Hi, everyone.
tl;dr: New tool compresses full-history XML at 100MB/s, not 4MB/s, with the same avg compression ratio as 7zip. Can anyone help me test more or experimentally deploy?
As I understand, compressing full-history dumps for English Wikipedia and other big wikis takes a lot of resources: enwiki history is about 10TB unpacked, and 7zip only packs a few MB/s/core. Even with 32 cores, that's over a day of server time. There's been talk about ways to speed that up in the past.[1]

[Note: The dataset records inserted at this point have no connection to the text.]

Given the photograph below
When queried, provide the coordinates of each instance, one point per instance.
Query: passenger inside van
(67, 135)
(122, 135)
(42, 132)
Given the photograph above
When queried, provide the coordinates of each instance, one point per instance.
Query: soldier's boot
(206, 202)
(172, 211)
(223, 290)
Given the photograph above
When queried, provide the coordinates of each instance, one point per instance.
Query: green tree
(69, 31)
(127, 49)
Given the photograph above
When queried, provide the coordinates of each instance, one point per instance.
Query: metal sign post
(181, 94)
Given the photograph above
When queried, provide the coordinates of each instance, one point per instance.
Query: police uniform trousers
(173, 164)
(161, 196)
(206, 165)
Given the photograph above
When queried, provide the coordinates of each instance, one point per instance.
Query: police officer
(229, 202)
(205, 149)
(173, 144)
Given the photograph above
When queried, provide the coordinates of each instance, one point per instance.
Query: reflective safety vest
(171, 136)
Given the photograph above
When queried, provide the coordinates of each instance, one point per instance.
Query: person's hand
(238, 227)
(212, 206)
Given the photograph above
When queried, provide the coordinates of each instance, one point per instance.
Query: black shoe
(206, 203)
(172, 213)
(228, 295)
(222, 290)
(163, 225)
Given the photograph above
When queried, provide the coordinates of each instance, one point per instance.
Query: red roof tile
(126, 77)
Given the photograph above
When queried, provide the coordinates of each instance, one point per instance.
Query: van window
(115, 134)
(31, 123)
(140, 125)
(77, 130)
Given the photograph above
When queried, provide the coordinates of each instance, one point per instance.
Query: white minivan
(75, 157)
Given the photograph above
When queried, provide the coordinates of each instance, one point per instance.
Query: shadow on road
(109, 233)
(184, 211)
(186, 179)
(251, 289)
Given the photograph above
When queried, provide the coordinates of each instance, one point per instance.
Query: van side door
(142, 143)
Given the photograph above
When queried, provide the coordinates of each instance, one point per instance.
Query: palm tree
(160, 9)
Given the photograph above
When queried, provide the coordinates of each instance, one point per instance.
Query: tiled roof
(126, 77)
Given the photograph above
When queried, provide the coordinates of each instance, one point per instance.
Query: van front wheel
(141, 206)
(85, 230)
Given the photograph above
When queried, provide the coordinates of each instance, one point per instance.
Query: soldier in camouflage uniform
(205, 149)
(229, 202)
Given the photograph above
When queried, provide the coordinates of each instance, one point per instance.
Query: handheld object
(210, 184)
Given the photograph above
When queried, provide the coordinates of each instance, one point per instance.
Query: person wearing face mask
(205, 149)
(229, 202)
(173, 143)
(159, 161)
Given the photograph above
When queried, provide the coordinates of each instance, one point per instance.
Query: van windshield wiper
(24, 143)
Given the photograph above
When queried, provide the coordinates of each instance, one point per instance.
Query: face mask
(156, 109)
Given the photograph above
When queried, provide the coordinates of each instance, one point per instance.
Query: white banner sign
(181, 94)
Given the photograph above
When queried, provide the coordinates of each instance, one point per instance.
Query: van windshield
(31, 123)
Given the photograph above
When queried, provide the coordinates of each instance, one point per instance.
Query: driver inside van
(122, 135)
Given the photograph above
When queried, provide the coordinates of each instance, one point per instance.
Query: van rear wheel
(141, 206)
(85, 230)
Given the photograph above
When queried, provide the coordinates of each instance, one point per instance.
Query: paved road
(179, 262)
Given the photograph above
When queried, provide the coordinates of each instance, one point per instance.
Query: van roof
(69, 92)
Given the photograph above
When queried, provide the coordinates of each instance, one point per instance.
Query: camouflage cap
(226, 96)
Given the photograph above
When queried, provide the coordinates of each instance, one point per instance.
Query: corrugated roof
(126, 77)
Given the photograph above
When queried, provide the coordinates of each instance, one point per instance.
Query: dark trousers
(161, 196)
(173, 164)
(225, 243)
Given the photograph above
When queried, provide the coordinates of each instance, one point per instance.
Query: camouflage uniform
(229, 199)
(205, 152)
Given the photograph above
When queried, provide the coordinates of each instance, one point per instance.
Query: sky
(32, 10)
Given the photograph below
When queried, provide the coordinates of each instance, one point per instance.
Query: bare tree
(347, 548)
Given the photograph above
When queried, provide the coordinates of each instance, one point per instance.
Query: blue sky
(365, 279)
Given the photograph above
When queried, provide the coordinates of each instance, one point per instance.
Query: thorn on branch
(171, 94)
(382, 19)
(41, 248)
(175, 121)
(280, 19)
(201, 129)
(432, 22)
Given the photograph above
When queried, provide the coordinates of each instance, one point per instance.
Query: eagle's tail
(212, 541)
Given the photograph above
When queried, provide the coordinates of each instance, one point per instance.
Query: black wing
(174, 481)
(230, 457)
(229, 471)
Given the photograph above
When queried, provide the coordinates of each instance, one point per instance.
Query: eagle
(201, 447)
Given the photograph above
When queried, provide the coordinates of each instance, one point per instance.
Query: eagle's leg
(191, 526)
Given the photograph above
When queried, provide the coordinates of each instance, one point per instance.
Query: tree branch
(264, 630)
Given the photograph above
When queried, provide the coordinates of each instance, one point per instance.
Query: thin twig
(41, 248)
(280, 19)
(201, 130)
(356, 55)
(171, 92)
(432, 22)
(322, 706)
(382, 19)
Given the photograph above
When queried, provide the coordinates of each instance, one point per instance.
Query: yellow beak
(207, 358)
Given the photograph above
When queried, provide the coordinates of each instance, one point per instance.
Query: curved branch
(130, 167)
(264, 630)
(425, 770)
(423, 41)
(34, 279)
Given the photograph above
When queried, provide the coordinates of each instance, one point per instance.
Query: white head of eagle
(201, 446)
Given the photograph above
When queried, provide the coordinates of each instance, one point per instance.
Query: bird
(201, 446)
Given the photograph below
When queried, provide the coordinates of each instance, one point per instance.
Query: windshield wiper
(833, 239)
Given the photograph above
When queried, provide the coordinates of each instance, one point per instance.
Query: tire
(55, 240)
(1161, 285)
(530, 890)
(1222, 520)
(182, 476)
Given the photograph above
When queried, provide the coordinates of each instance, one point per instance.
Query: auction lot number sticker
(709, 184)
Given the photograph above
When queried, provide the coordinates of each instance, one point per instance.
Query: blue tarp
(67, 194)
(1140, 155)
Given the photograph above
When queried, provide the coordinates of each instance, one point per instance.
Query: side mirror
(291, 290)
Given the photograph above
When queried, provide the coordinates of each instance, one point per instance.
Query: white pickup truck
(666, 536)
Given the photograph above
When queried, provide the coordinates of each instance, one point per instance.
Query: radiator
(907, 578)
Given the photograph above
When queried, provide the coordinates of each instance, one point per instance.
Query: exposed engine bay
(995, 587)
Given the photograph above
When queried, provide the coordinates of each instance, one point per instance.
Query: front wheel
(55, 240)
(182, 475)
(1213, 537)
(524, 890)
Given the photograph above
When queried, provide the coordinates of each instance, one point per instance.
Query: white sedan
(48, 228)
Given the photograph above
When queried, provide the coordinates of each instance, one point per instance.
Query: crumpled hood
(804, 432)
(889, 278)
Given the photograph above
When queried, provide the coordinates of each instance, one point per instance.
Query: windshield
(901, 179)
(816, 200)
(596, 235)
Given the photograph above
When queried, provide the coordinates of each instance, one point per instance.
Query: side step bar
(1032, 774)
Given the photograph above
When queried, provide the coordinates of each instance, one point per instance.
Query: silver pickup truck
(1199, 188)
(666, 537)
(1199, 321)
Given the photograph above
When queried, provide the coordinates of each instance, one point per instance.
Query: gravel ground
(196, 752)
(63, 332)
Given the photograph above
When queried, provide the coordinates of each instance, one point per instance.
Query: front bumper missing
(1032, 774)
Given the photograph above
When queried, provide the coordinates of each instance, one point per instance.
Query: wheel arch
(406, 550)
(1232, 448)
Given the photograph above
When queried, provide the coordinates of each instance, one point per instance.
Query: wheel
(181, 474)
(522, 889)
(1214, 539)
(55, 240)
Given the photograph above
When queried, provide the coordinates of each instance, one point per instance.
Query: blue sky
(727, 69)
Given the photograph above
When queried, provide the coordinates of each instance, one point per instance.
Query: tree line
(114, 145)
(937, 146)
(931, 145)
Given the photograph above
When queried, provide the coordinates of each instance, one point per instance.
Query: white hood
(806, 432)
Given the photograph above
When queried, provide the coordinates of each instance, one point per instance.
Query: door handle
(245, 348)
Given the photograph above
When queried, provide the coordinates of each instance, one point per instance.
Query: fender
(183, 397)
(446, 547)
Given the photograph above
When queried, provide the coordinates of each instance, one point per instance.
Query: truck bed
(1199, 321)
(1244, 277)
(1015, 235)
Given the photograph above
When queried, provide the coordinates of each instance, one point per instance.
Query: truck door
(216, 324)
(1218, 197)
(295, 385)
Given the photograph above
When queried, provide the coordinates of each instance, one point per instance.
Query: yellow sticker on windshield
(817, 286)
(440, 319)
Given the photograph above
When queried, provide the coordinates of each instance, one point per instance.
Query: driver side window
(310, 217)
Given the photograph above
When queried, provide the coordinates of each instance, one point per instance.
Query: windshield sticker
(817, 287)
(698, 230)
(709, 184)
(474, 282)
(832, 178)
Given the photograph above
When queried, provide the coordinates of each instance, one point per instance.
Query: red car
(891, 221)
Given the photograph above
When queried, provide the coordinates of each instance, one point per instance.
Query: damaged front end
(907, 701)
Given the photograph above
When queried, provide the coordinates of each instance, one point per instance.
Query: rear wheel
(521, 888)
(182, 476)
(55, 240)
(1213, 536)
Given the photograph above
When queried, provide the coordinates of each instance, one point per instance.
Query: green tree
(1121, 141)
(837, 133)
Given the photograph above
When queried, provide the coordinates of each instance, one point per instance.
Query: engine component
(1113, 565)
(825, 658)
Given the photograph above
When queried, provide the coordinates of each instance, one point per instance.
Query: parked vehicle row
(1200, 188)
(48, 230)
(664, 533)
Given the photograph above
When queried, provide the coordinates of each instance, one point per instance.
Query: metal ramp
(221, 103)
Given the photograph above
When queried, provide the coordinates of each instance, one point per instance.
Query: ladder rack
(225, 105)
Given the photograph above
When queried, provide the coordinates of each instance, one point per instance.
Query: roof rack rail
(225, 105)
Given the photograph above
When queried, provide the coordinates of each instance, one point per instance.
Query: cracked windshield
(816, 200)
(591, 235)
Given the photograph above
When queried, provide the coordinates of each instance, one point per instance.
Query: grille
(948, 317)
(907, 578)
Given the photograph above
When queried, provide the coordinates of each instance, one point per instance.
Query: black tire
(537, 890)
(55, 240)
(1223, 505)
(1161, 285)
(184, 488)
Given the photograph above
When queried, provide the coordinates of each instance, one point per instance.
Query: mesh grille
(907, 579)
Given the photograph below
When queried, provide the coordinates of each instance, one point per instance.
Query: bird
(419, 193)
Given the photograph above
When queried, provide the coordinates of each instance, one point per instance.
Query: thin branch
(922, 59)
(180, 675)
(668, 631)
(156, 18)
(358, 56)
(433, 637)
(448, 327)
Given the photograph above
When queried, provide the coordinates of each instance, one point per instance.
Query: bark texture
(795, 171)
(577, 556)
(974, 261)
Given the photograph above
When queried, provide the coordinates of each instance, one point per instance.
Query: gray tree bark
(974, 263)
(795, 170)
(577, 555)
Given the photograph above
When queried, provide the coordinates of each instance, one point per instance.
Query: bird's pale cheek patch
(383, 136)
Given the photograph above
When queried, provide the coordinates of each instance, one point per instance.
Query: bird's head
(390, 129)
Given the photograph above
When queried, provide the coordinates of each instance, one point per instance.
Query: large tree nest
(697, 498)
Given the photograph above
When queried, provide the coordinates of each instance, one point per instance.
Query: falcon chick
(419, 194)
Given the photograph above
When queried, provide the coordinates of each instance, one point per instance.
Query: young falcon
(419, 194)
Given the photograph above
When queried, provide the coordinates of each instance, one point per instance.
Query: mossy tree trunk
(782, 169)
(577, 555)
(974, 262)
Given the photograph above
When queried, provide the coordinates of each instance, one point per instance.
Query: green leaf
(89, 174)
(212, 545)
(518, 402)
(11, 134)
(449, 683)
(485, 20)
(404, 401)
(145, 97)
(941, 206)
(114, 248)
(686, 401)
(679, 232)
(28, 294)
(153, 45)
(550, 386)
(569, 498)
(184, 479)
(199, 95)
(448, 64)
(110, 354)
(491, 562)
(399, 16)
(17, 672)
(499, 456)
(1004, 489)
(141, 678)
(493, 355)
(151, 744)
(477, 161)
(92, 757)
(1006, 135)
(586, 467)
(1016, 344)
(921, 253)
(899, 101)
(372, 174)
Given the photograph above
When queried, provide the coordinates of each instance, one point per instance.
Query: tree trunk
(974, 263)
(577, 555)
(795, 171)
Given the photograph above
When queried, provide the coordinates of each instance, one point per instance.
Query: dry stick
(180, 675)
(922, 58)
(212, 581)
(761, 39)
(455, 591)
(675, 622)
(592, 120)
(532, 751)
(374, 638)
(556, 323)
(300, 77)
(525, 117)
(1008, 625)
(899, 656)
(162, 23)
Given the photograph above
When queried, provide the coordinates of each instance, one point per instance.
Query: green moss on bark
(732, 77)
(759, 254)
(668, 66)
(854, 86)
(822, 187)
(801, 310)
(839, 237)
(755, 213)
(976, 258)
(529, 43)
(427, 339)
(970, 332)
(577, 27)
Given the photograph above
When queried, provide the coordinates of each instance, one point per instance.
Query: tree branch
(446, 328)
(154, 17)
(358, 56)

It turns out that for history dumps in particular, you can compress many times faster if you do a first pass that just trims the long chunks of text that didn't change between revisions. A program called rzip[2] does this (and rzip's _very_ cool, but fatally for us it can't stream input or output). The general approach is sometimes called Bentley-McIlroy compression.[3]
So I wrote something I'm calling histzip.[4] It compresses long repeated sections using a history buffer of a few MB. If you pipe history XML through histzip to bzip2, the whole process can go ~100 MB/s/core, so we're talking an hour or three to pack enwiki on a big box. While it compresses, it also self-tests by unpacking its output and comparing checksums against the original. I've done a couple test runs on last month's fullhist dumps without checksum errors or crashes. Last full run I did, the whole dump compressed to about 1% smaller than 7zip's output; the exact ratios varied file to file (I think it's relatively better at pages with many revisions) but were +/- 10% of 7zip's in general.
Also, less exciting, but histzip's also a reasonably cheap way to get daily incr dumps about 30% smaller.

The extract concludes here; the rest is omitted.